One Project Manager said: "Niels, with 6 people in my team, I can just manage in one day. But what would you do if there are 15 people in the team? I want these meetings to take not more than 30 minutes". Watching closely what was happening in the 1-on-1’s, we saw that there was a lot of thinking and waiting: "What are you going to do the next cycle?" Pause for thinking. "What effort do you estimate for this Task?" Pause for thinking. "How much time do you have for the project this week?" "I don’t know. I have to discuss with the Project Manager of the other project". Sigh. Why didn’t you check before the meeting? Now we cannot decide!

This led to the Individual Preparation step, where people prepare these issues before the meeting. The result was that the 1-on-1’s went from one hour to 20 minutes. That was much better than we expected. The reason is probably that now people come to the meeting much more prepared, so they can talk business right away.

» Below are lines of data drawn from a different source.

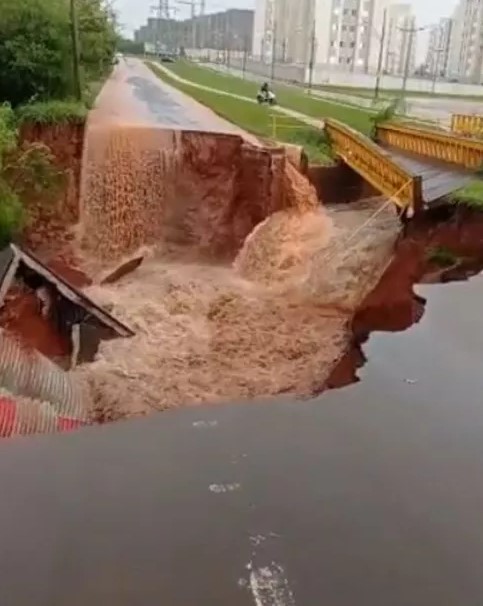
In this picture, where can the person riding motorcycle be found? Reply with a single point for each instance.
(265, 95)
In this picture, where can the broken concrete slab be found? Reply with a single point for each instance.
(73, 305)
(123, 270)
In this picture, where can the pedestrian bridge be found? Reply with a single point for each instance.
(415, 167)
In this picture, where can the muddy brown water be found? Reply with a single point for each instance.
(370, 494)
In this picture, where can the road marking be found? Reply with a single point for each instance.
(269, 586)
(222, 488)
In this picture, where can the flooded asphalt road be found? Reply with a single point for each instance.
(369, 495)
(135, 95)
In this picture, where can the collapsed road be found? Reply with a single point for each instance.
(368, 495)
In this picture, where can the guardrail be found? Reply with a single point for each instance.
(450, 148)
(468, 125)
(375, 165)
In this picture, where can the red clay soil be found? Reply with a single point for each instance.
(21, 317)
(49, 222)
(392, 305)
(203, 191)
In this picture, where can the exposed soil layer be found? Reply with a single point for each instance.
(50, 222)
(204, 192)
(393, 306)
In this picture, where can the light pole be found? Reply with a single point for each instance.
(313, 41)
(381, 55)
(436, 68)
(274, 50)
(409, 51)
(75, 50)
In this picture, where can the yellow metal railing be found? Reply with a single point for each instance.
(469, 125)
(279, 121)
(375, 165)
(453, 149)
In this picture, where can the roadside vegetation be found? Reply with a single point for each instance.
(389, 94)
(288, 96)
(24, 168)
(256, 119)
(37, 85)
(471, 195)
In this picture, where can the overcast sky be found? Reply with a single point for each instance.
(133, 13)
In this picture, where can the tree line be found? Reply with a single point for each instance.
(36, 51)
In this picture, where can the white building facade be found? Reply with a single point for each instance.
(437, 56)
(341, 34)
(465, 61)
(400, 44)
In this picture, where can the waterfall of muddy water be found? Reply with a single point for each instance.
(213, 326)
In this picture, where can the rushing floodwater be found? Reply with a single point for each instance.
(370, 495)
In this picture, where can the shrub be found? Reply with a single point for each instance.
(52, 112)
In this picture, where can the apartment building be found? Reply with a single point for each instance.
(226, 30)
(343, 34)
(282, 29)
(437, 56)
(465, 60)
(400, 40)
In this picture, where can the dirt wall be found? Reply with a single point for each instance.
(339, 184)
(50, 220)
(204, 191)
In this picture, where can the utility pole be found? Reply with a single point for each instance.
(162, 12)
(381, 56)
(192, 5)
(245, 55)
(436, 68)
(75, 50)
(274, 50)
(409, 51)
(312, 57)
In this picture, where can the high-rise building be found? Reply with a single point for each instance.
(465, 61)
(400, 41)
(344, 34)
(282, 29)
(437, 55)
(227, 30)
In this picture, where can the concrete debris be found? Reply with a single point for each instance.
(79, 320)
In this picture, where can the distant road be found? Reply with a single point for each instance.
(135, 95)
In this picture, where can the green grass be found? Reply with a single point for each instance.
(391, 93)
(288, 96)
(254, 118)
(441, 256)
(471, 195)
(52, 112)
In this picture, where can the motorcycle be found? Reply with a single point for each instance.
(266, 97)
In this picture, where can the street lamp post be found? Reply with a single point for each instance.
(312, 57)
(75, 50)
(381, 55)
(409, 51)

Having optimized the 1-on-1’s this way, Project Managers invariably say that these 1-on-1’s are one of the most powerful elements of the Evo planning approach. Team meetings usually take not more than 20 minutes. Do we discuss less than before? No, we just discuss the right things effectively and efficiently.

Some people complain: "I'm afraid that all this planning will take way too much time. I have better things to do!"
We now know how much time people actually spend for this type of planning: just 1 hr per person: 20 min for each step. Of course Project Management spends more, but shouldn't they have been doing this all along in order to save time in the project?